2. **Critical Token Threshold:** The most rapid improvement in Language Network alignment occurs after a model has been trained on a substantial amount of data (between 128M and 4B tokens, depending on the model). The vertical line at 16B tokens appears to mark a point where alignment has largely stabilized for the 14M and 160M models.
3. **Model Size Effect:** The 70M parameter model achieves the highest final alignment score. The 160M model does not outperform the 70M model, suggesting a non-linear relationship between model size and brain alignment for this metric.

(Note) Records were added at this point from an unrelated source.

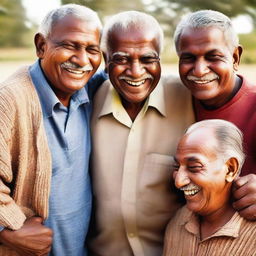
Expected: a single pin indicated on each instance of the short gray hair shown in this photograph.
(79, 11)
(208, 18)
(228, 136)
(127, 20)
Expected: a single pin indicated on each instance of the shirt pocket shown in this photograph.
(156, 186)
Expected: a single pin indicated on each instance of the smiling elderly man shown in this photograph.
(45, 139)
(208, 158)
(136, 122)
(209, 55)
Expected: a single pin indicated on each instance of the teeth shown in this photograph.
(191, 192)
(135, 83)
(74, 71)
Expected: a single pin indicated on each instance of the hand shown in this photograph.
(244, 194)
(33, 238)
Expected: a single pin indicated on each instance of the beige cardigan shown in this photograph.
(25, 161)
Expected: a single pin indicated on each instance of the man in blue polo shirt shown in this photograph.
(67, 46)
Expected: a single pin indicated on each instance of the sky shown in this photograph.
(37, 9)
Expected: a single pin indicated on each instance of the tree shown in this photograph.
(12, 23)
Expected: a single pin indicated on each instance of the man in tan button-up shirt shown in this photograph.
(136, 124)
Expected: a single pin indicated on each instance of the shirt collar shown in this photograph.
(230, 229)
(47, 97)
(113, 104)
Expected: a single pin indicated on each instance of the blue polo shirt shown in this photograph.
(68, 134)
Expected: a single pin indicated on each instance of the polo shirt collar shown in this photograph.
(230, 229)
(47, 97)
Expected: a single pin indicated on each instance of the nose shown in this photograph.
(136, 70)
(81, 58)
(181, 178)
(200, 68)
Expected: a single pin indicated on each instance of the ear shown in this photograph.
(40, 44)
(232, 169)
(105, 61)
(237, 56)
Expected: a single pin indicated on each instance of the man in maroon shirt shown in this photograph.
(209, 55)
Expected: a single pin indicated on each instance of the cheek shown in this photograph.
(115, 70)
(95, 60)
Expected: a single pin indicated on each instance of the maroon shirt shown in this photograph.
(240, 110)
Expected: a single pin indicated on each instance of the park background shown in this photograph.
(19, 21)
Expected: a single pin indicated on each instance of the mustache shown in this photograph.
(207, 77)
(144, 77)
(68, 64)
(189, 187)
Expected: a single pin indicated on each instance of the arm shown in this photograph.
(244, 194)
(33, 238)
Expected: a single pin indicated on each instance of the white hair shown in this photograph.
(229, 138)
(208, 18)
(79, 11)
(127, 20)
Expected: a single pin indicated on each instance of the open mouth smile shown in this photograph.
(135, 83)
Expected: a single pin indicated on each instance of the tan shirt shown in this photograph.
(235, 238)
(131, 169)
(25, 160)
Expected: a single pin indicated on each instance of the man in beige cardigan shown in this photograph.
(45, 139)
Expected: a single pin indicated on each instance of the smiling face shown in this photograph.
(207, 64)
(70, 55)
(133, 63)
(201, 173)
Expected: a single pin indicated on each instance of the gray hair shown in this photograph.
(79, 11)
(127, 20)
(208, 18)
(228, 136)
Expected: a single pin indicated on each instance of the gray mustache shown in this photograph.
(77, 67)
(189, 187)
(147, 76)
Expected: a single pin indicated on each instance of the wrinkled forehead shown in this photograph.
(134, 36)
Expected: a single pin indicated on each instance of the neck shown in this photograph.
(211, 223)
(133, 109)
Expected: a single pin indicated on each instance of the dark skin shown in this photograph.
(75, 42)
(205, 52)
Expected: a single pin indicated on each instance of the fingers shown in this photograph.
(249, 213)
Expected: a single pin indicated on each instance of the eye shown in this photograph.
(93, 50)
(195, 168)
(120, 60)
(149, 59)
(68, 46)
(214, 57)
(175, 167)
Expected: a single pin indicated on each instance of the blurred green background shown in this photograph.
(19, 21)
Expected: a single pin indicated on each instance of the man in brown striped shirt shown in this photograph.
(208, 158)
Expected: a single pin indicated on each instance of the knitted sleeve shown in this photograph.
(11, 216)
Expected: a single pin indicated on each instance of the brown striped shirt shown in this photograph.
(236, 238)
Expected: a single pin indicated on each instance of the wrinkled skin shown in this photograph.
(244, 193)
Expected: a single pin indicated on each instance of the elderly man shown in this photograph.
(208, 158)
(136, 122)
(45, 139)
(209, 55)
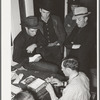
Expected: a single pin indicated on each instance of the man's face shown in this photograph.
(31, 31)
(44, 13)
(73, 7)
(81, 21)
(65, 70)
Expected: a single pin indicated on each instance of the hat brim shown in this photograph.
(34, 27)
(76, 16)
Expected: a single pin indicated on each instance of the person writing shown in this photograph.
(77, 87)
(82, 41)
(26, 45)
(26, 94)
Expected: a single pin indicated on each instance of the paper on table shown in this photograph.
(20, 76)
(35, 84)
(15, 89)
(27, 78)
(32, 59)
(13, 75)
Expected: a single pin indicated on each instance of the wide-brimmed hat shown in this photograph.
(30, 22)
(80, 11)
(74, 2)
(47, 5)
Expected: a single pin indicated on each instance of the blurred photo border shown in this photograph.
(5, 50)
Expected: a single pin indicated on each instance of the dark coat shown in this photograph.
(58, 27)
(54, 54)
(22, 41)
(86, 38)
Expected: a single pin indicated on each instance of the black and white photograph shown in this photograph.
(52, 50)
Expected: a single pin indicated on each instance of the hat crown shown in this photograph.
(80, 10)
(30, 22)
(47, 5)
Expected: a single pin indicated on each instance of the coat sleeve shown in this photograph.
(59, 29)
(18, 51)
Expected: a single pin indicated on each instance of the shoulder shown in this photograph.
(19, 37)
(54, 17)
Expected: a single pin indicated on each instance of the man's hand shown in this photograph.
(76, 46)
(54, 81)
(49, 88)
(35, 58)
(53, 44)
(31, 48)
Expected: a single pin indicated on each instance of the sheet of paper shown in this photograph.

4. **Uncertainty Patterns:** The confidence intervals for the Language Network are widest during periods of rapid change (the steep ascent) and in the very early training stages, suggesting greater variability in model representations during these phases.
### Interpretation
The data strongly suggests that as language models are trained on more data, their internal representations become increasingly similar to those found in the human brain's language network, but show no such similarity to the primary visual cortex (V1). This implies that the models are learning something functionally analogous to human language processing, rather than general visual processing.
The observed "phase transition" in alignment—where performance rapidly improves after a critical amount of training—is a key finding. It indicates that the development of brain-like language representations is not a gradual, linear process but may require a sufficient scale of both model parameters and training data to emerge. The fact that the 70M model outperforms the 160M model at the end of training is an important anomaly; it could indicate that for this specific alignment metric, simply increasing model size beyond a point yields diminishing returns, or that the 160M model's training trajectory diverged in a way that was less optimal for matching brain data.

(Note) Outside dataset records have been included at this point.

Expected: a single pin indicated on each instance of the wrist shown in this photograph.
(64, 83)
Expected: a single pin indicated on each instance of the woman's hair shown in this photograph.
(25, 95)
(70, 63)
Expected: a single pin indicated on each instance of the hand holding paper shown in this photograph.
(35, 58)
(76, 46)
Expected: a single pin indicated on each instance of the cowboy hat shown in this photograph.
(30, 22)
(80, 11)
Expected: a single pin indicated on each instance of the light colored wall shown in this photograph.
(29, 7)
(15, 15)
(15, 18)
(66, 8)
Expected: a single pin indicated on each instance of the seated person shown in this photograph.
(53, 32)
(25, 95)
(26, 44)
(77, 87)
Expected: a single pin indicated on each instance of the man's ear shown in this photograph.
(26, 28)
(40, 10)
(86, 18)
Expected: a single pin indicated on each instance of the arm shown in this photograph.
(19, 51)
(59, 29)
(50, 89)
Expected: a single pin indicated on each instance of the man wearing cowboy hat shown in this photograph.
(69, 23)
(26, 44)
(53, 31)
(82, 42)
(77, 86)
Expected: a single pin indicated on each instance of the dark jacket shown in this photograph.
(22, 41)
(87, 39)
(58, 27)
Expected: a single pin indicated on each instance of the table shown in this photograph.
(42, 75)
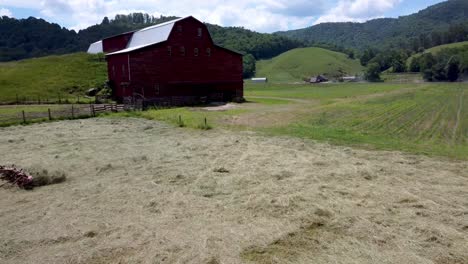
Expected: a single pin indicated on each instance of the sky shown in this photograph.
(259, 15)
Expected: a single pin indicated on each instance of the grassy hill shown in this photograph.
(306, 62)
(51, 76)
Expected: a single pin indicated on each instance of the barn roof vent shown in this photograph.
(149, 36)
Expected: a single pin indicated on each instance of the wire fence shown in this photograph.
(24, 114)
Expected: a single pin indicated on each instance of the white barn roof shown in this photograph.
(96, 47)
(149, 36)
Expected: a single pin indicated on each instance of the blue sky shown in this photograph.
(259, 15)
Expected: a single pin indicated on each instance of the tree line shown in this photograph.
(32, 37)
(446, 65)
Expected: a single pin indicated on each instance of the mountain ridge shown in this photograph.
(385, 32)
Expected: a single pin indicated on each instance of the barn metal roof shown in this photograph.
(149, 36)
(96, 47)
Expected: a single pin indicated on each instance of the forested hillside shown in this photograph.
(423, 29)
(26, 38)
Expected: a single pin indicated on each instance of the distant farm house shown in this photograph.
(259, 80)
(172, 63)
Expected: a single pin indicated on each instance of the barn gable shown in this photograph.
(172, 63)
(149, 36)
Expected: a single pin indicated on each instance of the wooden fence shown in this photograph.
(36, 113)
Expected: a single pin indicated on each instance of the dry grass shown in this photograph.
(42, 177)
(138, 191)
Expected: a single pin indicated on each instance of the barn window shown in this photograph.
(156, 89)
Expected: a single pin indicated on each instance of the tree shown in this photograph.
(372, 73)
(248, 66)
(453, 70)
(368, 55)
(414, 65)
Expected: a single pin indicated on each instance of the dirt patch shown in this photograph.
(175, 195)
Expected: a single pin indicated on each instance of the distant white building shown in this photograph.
(96, 47)
(260, 80)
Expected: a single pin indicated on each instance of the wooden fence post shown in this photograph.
(91, 108)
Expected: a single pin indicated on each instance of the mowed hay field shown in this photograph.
(296, 64)
(428, 118)
(140, 191)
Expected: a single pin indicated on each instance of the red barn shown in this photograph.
(171, 63)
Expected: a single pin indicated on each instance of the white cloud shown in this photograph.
(357, 10)
(260, 15)
(5, 12)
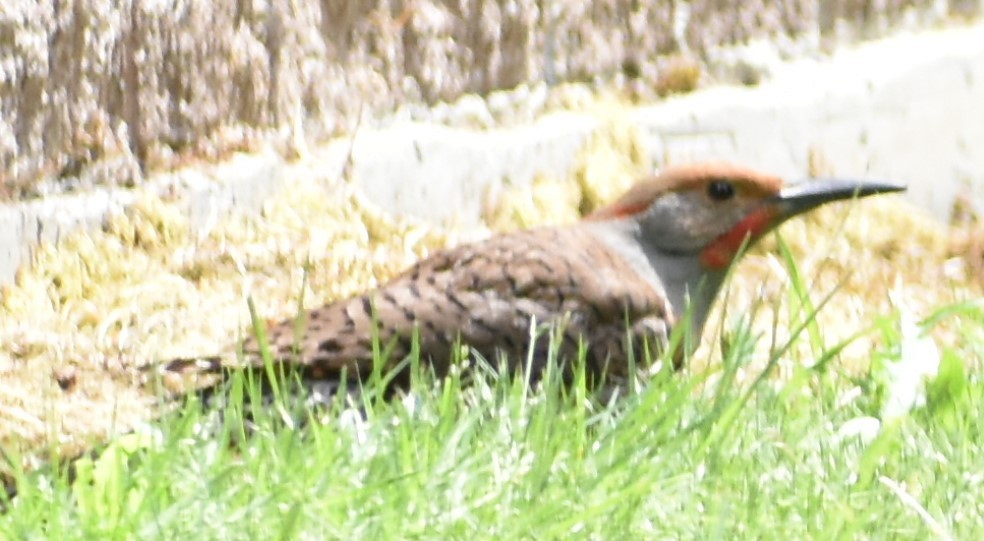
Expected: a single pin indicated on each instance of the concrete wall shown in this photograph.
(97, 92)
(910, 108)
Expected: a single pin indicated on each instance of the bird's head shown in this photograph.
(710, 211)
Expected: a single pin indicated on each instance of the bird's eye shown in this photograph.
(721, 190)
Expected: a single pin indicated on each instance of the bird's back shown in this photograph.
(484, 295)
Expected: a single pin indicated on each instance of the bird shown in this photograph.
(607, 287)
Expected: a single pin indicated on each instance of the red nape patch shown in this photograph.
(722, 250)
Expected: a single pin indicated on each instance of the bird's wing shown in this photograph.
(485, 293)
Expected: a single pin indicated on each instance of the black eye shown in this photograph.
(721, 190)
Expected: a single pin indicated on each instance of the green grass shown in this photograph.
(720, 454)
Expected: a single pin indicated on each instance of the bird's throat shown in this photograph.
(722, 250)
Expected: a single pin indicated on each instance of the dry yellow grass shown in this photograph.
(91, 310)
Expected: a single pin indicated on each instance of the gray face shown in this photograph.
(685, 222)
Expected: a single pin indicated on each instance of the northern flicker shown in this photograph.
(623, 277)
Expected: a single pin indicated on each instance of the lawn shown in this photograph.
(727, 451)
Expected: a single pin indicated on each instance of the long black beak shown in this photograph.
(807, 195)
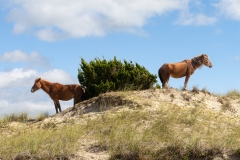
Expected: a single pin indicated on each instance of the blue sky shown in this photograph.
(48, 38)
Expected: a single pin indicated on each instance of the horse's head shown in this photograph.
(206, 61)
(36, 86)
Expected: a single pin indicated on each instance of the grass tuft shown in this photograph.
(23, 117)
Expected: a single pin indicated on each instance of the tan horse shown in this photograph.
(59, 92)
(181, 69)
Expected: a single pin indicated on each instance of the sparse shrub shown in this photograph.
(157, 86)
(101, 76)
(23, 117)
(42, 116)
(233, 94)
(227, 106)
(205, 90)
(195, 89)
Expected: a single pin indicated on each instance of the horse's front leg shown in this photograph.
(56, 107)
(186, 82)
(59, 106)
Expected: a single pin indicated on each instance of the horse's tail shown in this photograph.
(160, 75)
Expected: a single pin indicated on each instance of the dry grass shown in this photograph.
(165, 132)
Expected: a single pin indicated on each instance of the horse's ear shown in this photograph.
(38, 79)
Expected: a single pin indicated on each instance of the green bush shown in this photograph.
(100, 76)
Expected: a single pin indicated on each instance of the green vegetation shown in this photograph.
(101, 76)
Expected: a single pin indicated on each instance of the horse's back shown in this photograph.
(175, 70)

The consistently low alignment with V1 acts as a crucial control, demonstrating that the high alignment with the language network is specific and meaningful, not an artifact of the measurement technique. Overall, the charts provide evidence that the computational principles learned by scaled language models during training spontaneously converge, to a measurable degree, with the representational patterns of the human language system.